US-Präsident Trump nutzte in Davos Gehirnwäschemethoden, mit denen Sektenführer ihre Jünger in den Tod treiben.

Wer sich für das Phänomen von Sekten interessiert, deren Mitglieder nach Anleitung durch einen charismatischen Propheten ihre eigene Existenz mittels Selbsttötung beendeten, der findet dazu viele Beispiele. So etwa den größten Massenselbstmord der USA von Mitgliedern der bizarren Bewegung „Heaven’s Gate“ im Jahr 1997. Die 39 Männer und Frauen trafen sich samt ihrem Anführer Marshall Applewhite zu einer Abschlussfeier mit Truthahneintopf und Eistee. Danach schluckten sie Gift, legten sich ordentlich auf ihre Betten und starben.

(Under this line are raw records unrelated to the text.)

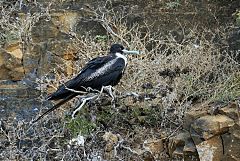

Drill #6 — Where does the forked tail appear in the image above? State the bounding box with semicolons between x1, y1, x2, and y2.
32;94;76;123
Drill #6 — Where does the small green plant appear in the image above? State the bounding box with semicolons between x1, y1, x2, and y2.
211;73;240;102
95;35;108;42
235;11;240;26
165;0;181;9
65;115;96;137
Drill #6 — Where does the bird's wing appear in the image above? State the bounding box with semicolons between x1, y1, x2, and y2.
47;55;114;100
80;58;126;88
80;56;112;72
66;55;115;88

Wer nun aber denkt, dass es sich hier um gewollte Selbstmorde von 39 trübsinnigen Menschen gehandelt habe, der unterliegt gewissermaßen einem Irrtum. Diese intelligenten Leute, darunter sehr erfolgreiche Pioniere der damals gerade erst aufkommenden Branche der Erstellung von professionellen Webseiten, waren ausweislich ihrer noch im Internet auffindbaren Äußerungen sogar erklärte Gegner des Suizids. Und aus ihrer Sicht haben sie sich auch gar nicht selbst getötet. Sondern sie sind in eine großartige Zukunft übergewechselt, die alles in den Schatten stellen würde, was sie bisher erlebt hatten. Sie „wussten“ nämlich von ihrem Anführer, dass hinter dem gerade die Erde passierenden Kometen Hale-Bopp ein Raumschiff angekommen war, welches sie nach der Trennung von dem aktuellen Körper aufnehmen und auf eine höhere Daseinsstufe bringen werde, einschließlich der Schenkung eines neuen physischen Körpers.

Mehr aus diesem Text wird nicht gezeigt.